Dans la nuit du 11 octobre, le Leutnant Hans Hahn devient le premier grand as de la chasse de nuit allemande à périr après avoir percuté, au-dessus d'Oxford, sa 13e victime. Toutefois, Hitler avait peu de considération pour les succès obtenus au-dessus des iles britanniques. Il délaissa ainsi une méthode prometteuse au profit du front méditerranéen. A la mi-octobre, le I./NJG 2 posa ses valise en Sicile.
La ligne Kammhuber
On se rend bien compte ici de cette 'ligne' avec les points ronds (stations radar) et les carrés (aérodromes/terrains d'aviation)
En octobre 1940 déjà, l'Oberst Josef Kammhuber avait mis en place une structure de défense coordonnée incluant quelques radars au sol Freya et Würzburg ainsi que des projecteurs. Il commença par équiper trois zones, l'une pour traquer les chasseurs de nuits adverses, les deux autres pour les bombardiers anglais. La précision de l'équipement radar était telle que des contrôleurs qualifiés étaient tout à fait capables d'amener les intercepteurs à portée visuelle de leurs cibles ! Mi-1941, la zone fut étendue de l'ouest de la Ruhr jusqu'au nord de la côte danoise.
Le radar 'FREYA'
et ici le radar 'Wurzburg'
Cette barrière défensive, connu sous le nom de ligne Kammhuber avait toutefois un sérieux inconvénient. Chaque station au sol ne pouvait contrôler qu'une interception à la fois. Tant que les équipages anglais volaient individuellement vers leur objectif plutôt qu'en formation compactes , le système demeurait efficace. Par contre, les contrôleurs allemands pourraient bien se retrouver submergés si les bombardiers se mettaient à voler par box.

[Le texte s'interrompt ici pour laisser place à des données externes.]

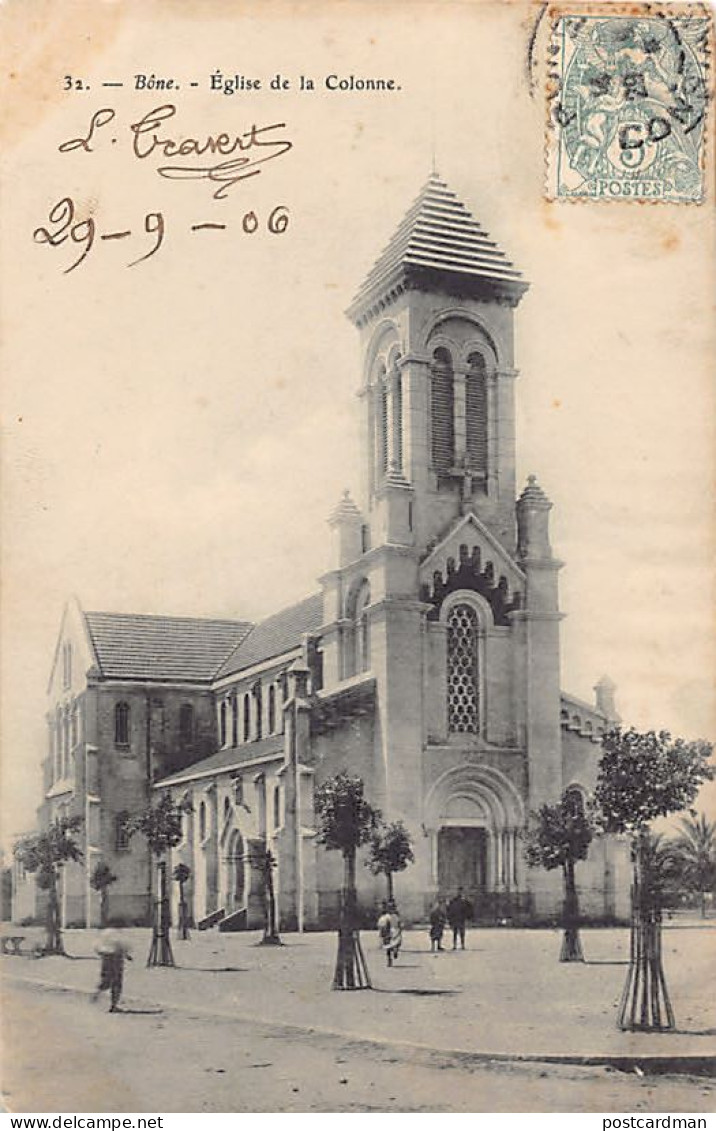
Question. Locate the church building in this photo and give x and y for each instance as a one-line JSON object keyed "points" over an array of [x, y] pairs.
{"points": [[426, 662]]}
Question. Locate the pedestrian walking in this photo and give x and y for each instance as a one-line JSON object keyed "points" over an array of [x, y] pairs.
{"points": [[459, 911], [437, 926], [112, 950], [390, 931]]}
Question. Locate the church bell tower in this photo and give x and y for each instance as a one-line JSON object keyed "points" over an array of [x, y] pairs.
{"points": [[436, 320]]}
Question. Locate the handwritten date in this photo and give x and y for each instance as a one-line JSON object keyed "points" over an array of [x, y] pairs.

L'entrée en service du radar Lichtenstein vint compenser ce défaut. Dans la nuit du 8 au 9 août 1941, l'Oberleutnant Ludwig Becker de la 4./NJG 1 remporta la première victoire aérienne avec ce radar embarqué en abattant un Wellington sur son Do 215B. Cependant, cet équipement ne fut pas généralisé sur tous les avions avant le début de l'année 1942. Il sera décliné au cours de la guerre en plusieurs versions plus ou moins performantes (FuG 202, FuG 212, FuG 220, FuG 228) ce qui nécessitera parfois l'utilisation de deux radars embarqués en même temps pour compenser leurs défauts respectifs. À la fois peu pratique et de faible portée, le radar se révéla peu populaire parmi les équipages à ses débuts, mais l'amélioration de la technologie inversa la tendance au fil des mois. Toutefois et durant toute la première phase de la guerre aérienne nocturne, la Luftwaffe utilisa essentiellement la combinaison radars terrestres/projecteurs pour guider ses chasseurs de nuit. C'est l'époque de la Helle Nachtjagd (« chasse de nuit claire ») . Cette technique permet ainsi à l’Oberleutnant Kurt Martinek, pilote de la 9./NJG 4 alors basée à Florennes (Belgique) et équipée de Bf 110, d'abattre six bombardiers britanniques entre le 13 août et le 23 septembre 1942.
Le radar embarqué " Lichtenstein"
Ici nous avons les trois écrans ( distance - cap - altitude)
Au printemps 1942, les effectifs de la Nachtjagd avaient évolué proportionnellement aux attaques du Bomber Command. Ils comptaient les NJG 1, NJG 2, NJG 3, NJG 4, chacune dotée d'un Stab de commandement et de deux à trois Gruppen.